Mindful eating has many health benefits, such as reduced food cravings, better digestion, and even weight loss.

So how do you eat mindfully? Start by slowing down, and avoid the temptation to distract yourself with another activity. Here are 3 different aspects of eating where you can practice mindfulness:

  • Eating itself: Focus your attention on choosing a portion of food to insert into your mouth. Notice the smell, flavor, and texture as you chew it; then finally swallow it. As with following your breath during meditation, pay close attention to every aspect of eating.
  • Choice of foods: Although you’ve already chosen your food before you have begun eating, you can still take the opportunity to contemplate your choices. Think about the nutrients your body needs to sustain itself.
  • Contemplating the sources: Most of us don’t think about all the work it takes to provide us with the food we eat. While you’re eating, consider all the work by the farmer, shipping company, and the grocery store. These are real people who worked hard to provide you with the food necessary for your survival.

You can find more tips about mindful eating here: 7 Simple Steps to Mindful Eating

Mindful Activities

Choose an activity that you perform regularly, such as washing dishes. Focus all your attention on this activity, and resist the temptation to let your mind wander,. When it does, just bring your attention back to washing dishes.

Notice some of the specific movements or sensations of washing dishes, such as how the soapy water feels on your hands, the circular motion of scrubbing the dish, or the rinsing. You’d be surprised at how such a mundane activity can truly expand your awareness.

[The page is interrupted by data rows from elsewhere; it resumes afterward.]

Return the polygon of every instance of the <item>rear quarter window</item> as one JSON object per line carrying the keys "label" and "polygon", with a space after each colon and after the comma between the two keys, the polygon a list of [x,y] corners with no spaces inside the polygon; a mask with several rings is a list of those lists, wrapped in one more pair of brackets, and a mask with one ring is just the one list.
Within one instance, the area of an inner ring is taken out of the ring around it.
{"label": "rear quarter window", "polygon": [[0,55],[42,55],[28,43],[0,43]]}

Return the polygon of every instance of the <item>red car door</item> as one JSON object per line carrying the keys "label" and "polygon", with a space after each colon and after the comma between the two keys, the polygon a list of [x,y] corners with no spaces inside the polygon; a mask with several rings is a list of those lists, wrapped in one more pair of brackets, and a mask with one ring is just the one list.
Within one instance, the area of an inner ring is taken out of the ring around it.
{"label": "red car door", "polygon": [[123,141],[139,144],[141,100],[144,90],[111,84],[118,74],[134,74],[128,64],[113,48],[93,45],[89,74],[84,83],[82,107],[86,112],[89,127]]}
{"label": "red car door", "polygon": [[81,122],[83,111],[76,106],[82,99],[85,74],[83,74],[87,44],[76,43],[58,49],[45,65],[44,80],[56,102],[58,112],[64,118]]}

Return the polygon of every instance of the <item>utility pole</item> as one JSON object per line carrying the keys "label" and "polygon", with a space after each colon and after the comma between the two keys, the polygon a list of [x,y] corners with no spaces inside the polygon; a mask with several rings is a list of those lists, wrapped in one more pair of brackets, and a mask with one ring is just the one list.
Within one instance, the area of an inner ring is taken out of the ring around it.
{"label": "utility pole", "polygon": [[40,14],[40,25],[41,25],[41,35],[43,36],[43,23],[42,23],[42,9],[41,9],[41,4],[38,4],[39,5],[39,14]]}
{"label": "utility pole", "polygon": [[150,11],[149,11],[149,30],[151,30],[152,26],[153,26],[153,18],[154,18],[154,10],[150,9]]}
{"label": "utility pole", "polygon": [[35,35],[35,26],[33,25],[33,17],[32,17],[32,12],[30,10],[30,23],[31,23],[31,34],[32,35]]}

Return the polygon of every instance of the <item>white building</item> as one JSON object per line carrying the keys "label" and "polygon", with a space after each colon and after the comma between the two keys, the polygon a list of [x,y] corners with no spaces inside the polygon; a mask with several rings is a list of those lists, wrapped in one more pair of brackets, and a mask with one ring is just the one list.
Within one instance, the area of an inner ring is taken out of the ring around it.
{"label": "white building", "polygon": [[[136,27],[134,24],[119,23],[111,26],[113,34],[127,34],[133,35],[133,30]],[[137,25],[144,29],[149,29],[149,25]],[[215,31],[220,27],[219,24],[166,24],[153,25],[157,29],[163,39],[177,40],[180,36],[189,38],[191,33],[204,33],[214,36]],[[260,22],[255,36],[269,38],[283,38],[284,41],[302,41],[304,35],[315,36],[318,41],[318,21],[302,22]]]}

You can choose any activity you like, such as ironing, folding clothes, mowing the lawn, or showering. Over time, you will begin doing all these activities with greater mindfulness.

Final Thoughts

Practicing mindfulness is like regularly putting small amounts of change in a jar. They will all add up over time, and this will add up to greater peace and happiness, as well as get you closer to achieving your goals.

Remember, you don’t have to do the mindfulness practices perfectly to get the benefits. All you have to do is keep bringing your mind back to the present moment when it wanders off.

Practicing mindfulness may be a bit challenging in the beginning, but I can assure you it will get easier.

The benefits of living in the moment are well within your reach, no matter how much your mind is racing. If you stick with these mindfulness practices, you too will learn how to live in the moment and stop worrying. When you do, a whole new world will open up for you. This is what Zen master Thich Nhat Hanh calls the ultimate reality.